“That’s your job.” She threw the empty bag at my feet.
This was not going well. I needed to turn things around somehow. “Did you want more fruit snacks?” I asked. “I have a few more packs.” I pulled the rest of the bags out of my purse.
She stared at me. “I can have all those?”
It was only three more packs. She was acting like I was giving her the biggest treat ever. “Of course.” I handed them to her.
She immediately grabbed them and ran back over to Melissa, leaving me with the trash at my feet. I guess I had been diminished to a human waste bin and food dispenser. Great. I needed to turn this day around. As soon as I found a trashcan. I turned in a circle but didn’t see any. Well, Scarlett already thought I was a waste bin. Might as well prove her point. I picked up her trash, put it in my purse, and then ran over to catch up to them.
“Do you guys want to go to the tropic zone?” I asked. I fumbled with the map as I pulled it out. “It’s supposed to be creatures of the rainforest. Like lemurs and frogs and snakes.”
“Snapes?” Scarlett tried to hide behind Melissa.
“No, snakes,” I said. “With a ‘K’.”
“I don’t like snapes,” Scarlett said.
“Okay. Well, there’s also these fancy rainforest pigeons and…”
“Me and my mommy both hate snapes together. I don’t want to be anywhere near snapes.”
Snakes. With a K, Scarlett. I sighed. I wasn’t about to correct her. She already hated me. “Okay, fine. What would you like to see next?”
“Red pandas.”
“But we just saw the red pandas. How about we…”
“I want to see them again. Can’t we, Aunt Melissa? Please?”
“How can I say no to that face?” Melissa said. She laughed as Scarlett pulled her back toward the red panda exhibit.
I was not giving up on today. This was my chance to connect with my daughter. And I was going to find a way to do it. When we reached the red pandas again, I crouched down next to Scarlett. “You know, I used to love red pandas when I was little too. I thought it was so cool that their fur matched my hair.”
Scarlett took a moment to stop staring at the animals to glance at me. “My mommy used to say that.” She gave me a small smile and then turned her attention back to the red pandas. “She loved red pandas too.”
Why did she keep saying stuff like that? Was she implying that I wasn’t her mother? I placed my hand gently on her shoulder. “Scarlett, I’m right here. And I promised you I wasn’t going anywhere.”
She looked at my hand and then my face. “My mommy promised me that too. But she hasn’t come back yet.” She threw her empty snack bags at my feet. “I don’t believe in promises anymore.”
There was so much wrong with what she had said. What kid didn’t believe in promises? And I was literal
ly right here. I was even willing to pick up after her littering little self. I picked up her trash and shoved it in my purse. I was here for her. “Pumpkin…”
“Only Daddy calls me pumpkin.” She shrugged her shoulder to make my hand fall away. And then she scrunched up her face. I thought she was about to cry but then she screamed, “I need the potty!”

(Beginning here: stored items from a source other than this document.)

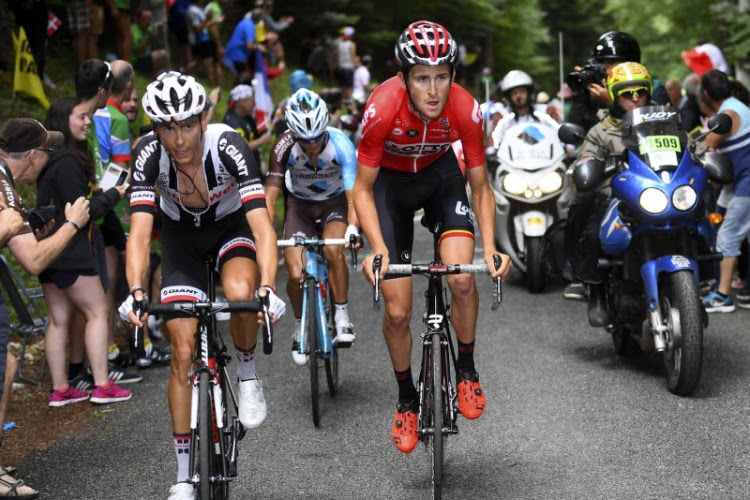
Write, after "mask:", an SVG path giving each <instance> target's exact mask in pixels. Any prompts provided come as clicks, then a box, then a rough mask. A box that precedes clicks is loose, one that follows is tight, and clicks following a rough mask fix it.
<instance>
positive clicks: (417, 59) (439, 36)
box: [394, 21, 458, 69]
mask: <svg viewBox="0 0 750 500" xmlns="http://www.w3.org/2000/svg"><path fill="white" fill-rule="evenodd" d="M394 52H395V54H396V60H397V61H398V65H399V66H400V67H401V69H408V68H410V67H411V66H415V65H423V66H440V65H443V64H450V65H451V66H455V65H456V62H457V61H458V47H457V45H456V41H455V40H454V39H453V37H452V36H451V34H450V33H449V32H448V30H447V29H445V28H444V27H443V26H441V25H440V24H438V23H433V22H432V21H416V22H414V23H411V24H410V25H409V26H408V27H407V28H406V29H405V30H404V31H403V32H402V33H401V36H399V37H398V41H397V42H396V47H395V48H394Z"/></svg>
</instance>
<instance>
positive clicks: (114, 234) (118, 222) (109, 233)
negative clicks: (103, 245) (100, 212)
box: [99, 210, 128, 252]
mask: <svg viewBox="0 0 750 500" xmlns="http://www.w3.org/2000/svg"><path fill="white" fill-rule="evenodd" d="M99 230H101V232H102V240H103V241H104V246H105V247H110V246H114V247H115V248H116V249H117V251H118V252H122V251H124V250H125V245H127V243H128V236H127V235H126V234H125V230H124V229H123V228H122V224H120V219H118V218H117V214H116V213H115V212H114V210H110V211H108V212H107V213H106V214H105V215H104V218H103V219H102V222H101V224H99Z"/></svg>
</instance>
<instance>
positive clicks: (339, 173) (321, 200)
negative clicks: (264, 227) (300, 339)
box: [266, 89, 359, 365]
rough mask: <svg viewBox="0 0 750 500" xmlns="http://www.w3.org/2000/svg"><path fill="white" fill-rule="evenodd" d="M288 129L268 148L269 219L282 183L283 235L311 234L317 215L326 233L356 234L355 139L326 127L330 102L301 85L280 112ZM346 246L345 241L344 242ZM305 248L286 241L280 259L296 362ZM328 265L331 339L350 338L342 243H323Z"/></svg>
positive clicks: (303, 364)
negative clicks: (286, 192)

“Okay, well…” I opened up my map. “I think there’s one…”
“Aunt Melissa, Aunt Melissa!” Scarlett yelled and ran over to her, ignoring me and my map that would tell us exactly where to go. “I need the potty!”
Melissa lifted her up and started walking as quickly as she could with a kid in her arms. The two of them disappeared into a public restroom a minute later.
I sighed and sat down on a bench to wait. Scarlett didn’t even trust me to take her to the bathroom. Did she really think that I wasn’t her mother? That couldn’t be it. She could see me. She could see that I was the same. I put my chin in my hand.
It might help if I didn’t call her pumpkin again. I basically confessed to her that I was a fraud. Why didn’t I call her that if James did? Was there another nickname I didn’t know of? Today was going horribly, horribly wrong. What could be worse than your own kid not trusting you?
I just needed to ask James more questions about her. I didn’t know any of the facts that a child would expect me to know. Her favorite color. Favorite food. But even the things I knew I kept messing up. I knew her favorite animal and I’d tried to make her look at other things. And I knew her favorite snacks but brought the wrong one. What a freaking disaster. God, what could I do to make her like me?
It would be so much easier if I was just being the fun, cool aunt like Melissa. Well, maybe. I wasn’t exactly fun or cool. If I was being honest, it seemed like Scarlett would hate me as an aunt just as much as she hated me as a mother. There had to be something I could do to make her like me.